I suggested a server inside my home should ideally have no moving parts
(no fans, SSDs instead of hard drives) so as to not be noisy, and be
low-power and low-heat:  They suggested units with lots of fans and hard
drives.  I suggested it needed to do RAID1 on real, i.e., better than
USB, mass-storage interfaces:  They suggested Raspberry Pis.  I
suggested it needed to be x86_64 to avoid requiring out-of-tree kernels
(security risk if there's a kernel exploit requiring an updated kernel
_now_) and special-snowflake bootloaders:  They suggested ARM.
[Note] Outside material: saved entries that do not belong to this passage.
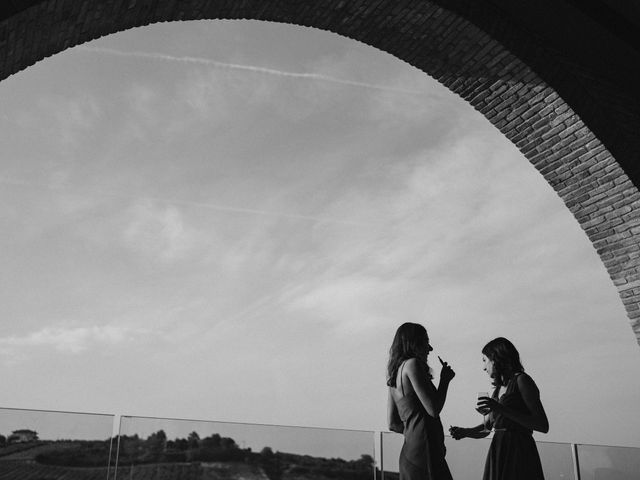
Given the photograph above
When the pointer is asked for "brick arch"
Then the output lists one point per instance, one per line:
(541, 101)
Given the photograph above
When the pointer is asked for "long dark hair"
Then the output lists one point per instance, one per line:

And, the one that really disappointed me:  I suggested it'd be cool to 
run at least a couple of VMs, production host alongside beta, and that
for a production full-service Internet host I really cannot do it in
less than 512 MB RAM for a production host because of SMTP antispam:  My
friend Joey Hess, one of the key people in the Debian Project at the
time, responded saying he uses a BeagleBone Black, a nice small
ARM-based server he uses -- that maxes out at 512 MB RAM total.

I pointed out that this just didn't support the VM-based architecture
I thought was the future way forward (unless there were some way in the
2010s to do Web serving, SMTP, mailing lists, DNS nameservice, ssh, and
the usual server tasks in radically less RAM), and all people could say
was 'Shift tactics and divide processes up among a farm of tiny
computers.'  Eh, no, I don't think a data centre of Raspberry Pis is a
reasonable alternative.  So, I've had to mostly drive iterations of that
discussion myself, first on the SVLUG list and more recently on CABAL's.

Anyway, this is why I think small, silent or quiet, x86_64-based
machines able to run at least 8GB RAM are coo and the proper way
forward: primarily because hypervisors solve a bunch of problems
including live-migration, and decoupling what you run from the specific
hardware chipsets you run it on.

But this weekend's motherboard purchase is actually for a family car, FWIW, 
because the current one went Pfft!


Man, my dad, who before he became a Pan American World Airways captain
sold and worked on 'computers' when they were made by Marchant
(https://en.wikipedia.org/wiki/Marchant_calculator) in Oakland would
hardly recognise the current world, where you end up having to reboot
your oven, and where your automatic transmission misbehaves because the
car's motherboard has burned itself out.